Indian ricegrass, needle and thread, basin/Wyoming big sagebrush or bitterbrush are the dominate species in the Reference State. Snow buckwheat, rabbitbrush, Carey balsamroot, and fleabane are also common.

Principle Vegetative Drivers:
The coarse-textured, well drained soils drive the vegetative expression of this site. Sands ecological site favors shrubs and species adapted to sand.

INFLUENCING WATER FEATURES
A plant’s ability to grow on a site and overall plant production is determined by soil-water-plant relationships
1. Whether rain and melting snow runs off-site or infiltrates into the soil
2. Whether soil condition remain aerobic or become saturated and become anaerobic
3. Water drainage and how quickly the soil reaches wilting point

Sands ecological sites are excessively drained and dry down quicker than adjacent Loamy ecological sites.

Physiographic features:
The landscape is part of the Columbia basalt plateau. Sands is commonly found on dunes, terraces and terrace escarpments, benches and hillslopes.

Physiographic Division: Intermontane Plateau
Physiographic Province: Columbia Plateau
Physiographic Sections: Walla Walla Plateau Section

Landscapes: Basin and hills
Landform: Terraces, terraces escarpments, and dunes

Elevation:
Range: 300 to 3,000 feet
Central tendency: 300 to 1,200 feet

Slope:
Total range: 0 to 60 percent
Central tendency: 10 to 40 percent

Aspect: Occurs on all aspects

Geology:
This is almost entirely underlain by Miocene basalt flows. Columbia River basalt is covered in most areas with as much as 200 feet of eolian, lacustrine, and alluvial deposits. This basin generally corresponds to the vast temporary lakes created by floodwaters from glacial Lakes Missoula and Columbia. Most of the fluvial and lacustrine sediments were deposited about 16,000 years ago, when an ice dam on the ancient Columbia River burst and when glacial Lake Missoula periodically emptied, creating catastrophic floods.

Climate

The climate across MLRA 007X is characterized by moderately cold, wet winters, and hot, dry summers, with limited precipitation due to the rain shadow effect of the Cascades. The average annual precipitation for Sands is mostly between 4 and 10 inches.

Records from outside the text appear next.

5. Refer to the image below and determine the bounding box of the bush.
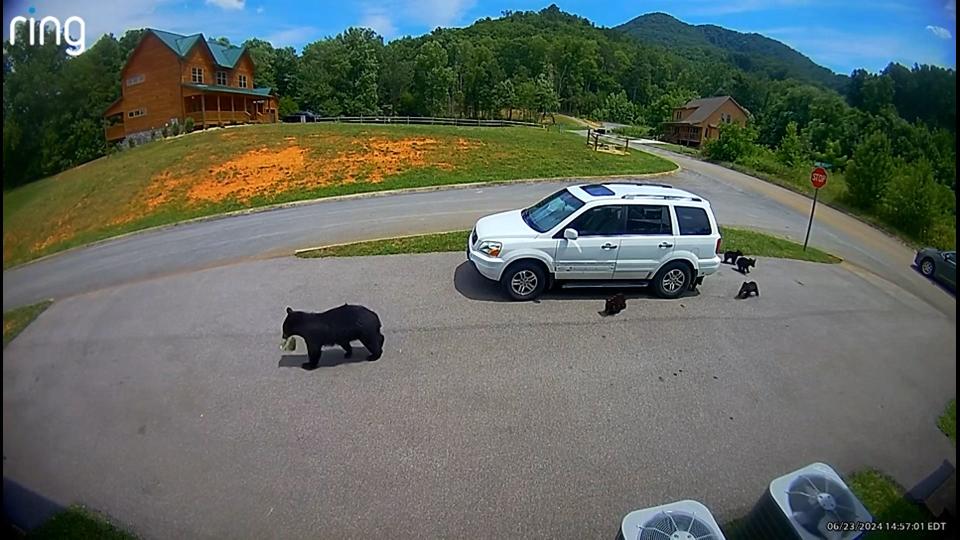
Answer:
[703,122,757,163]
[882,158,938,240]
[278,96,299,118]
[845,130,894,210]
[184,117,195,133]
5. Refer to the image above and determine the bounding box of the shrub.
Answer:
[845,130,893,210]
[882,158,937,240]
[703,122,757,163]
[184,117,195,133]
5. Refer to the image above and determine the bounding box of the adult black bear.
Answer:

Seventy to seventy-five percent of the precipitation comes late-October through March as a mixture of rain and snow. Precipitation that comes after March is not as effective for plant growth. June through early-October can be dry. Freezing temperatures generally occur from late-October through early-April. Temperature extremes are -10 degrees Fahrenheit in winter and 110 degrees Fahrenheit in summer. Winter fog is variable and often quite localized, as the fog settles on some areas but not others.

Mean Annual precipitation
Range: 4 - 10 inches
Soil moisture regime is aridic.

Mean Annual Air Temperature
Range: 46 to 54 F
Central Tendency: 50 – 52 F
Soil temperature regime is mesic.

Frost-free period (days)
Total range: 120 to 210
Central tendency: 150 to 180

Soil features

Edaphic:
The Sands ecological site occurs with Sandy, Sandy Loam, and Shallow Stony Sand, ecological sites.

REPRESENTATIVE SOIL FEATURES
This ecological site components are dominantly Xeric taxonomic subgroup of Torripsamments, Torriorthents and Haplocambids great groups of the Entisols and Aridisols taxonomic orders. Soils are dominantly very deep. Average available water capacity of about 3.0 inches (7.6 cm) in the 0 to 40 inches (0 to 100 cm) depth range.

Soil parent material is dominantly eolian or alluvium derived from mixed sources.

The associated soils are Burbank, Hezel, Quincy, Royal, Winchester and similar soils.

Dominate soil surface is loamy fine sand to sand.

Dominant particle-size class is sandy skeletal or sandy to sandy over loamy.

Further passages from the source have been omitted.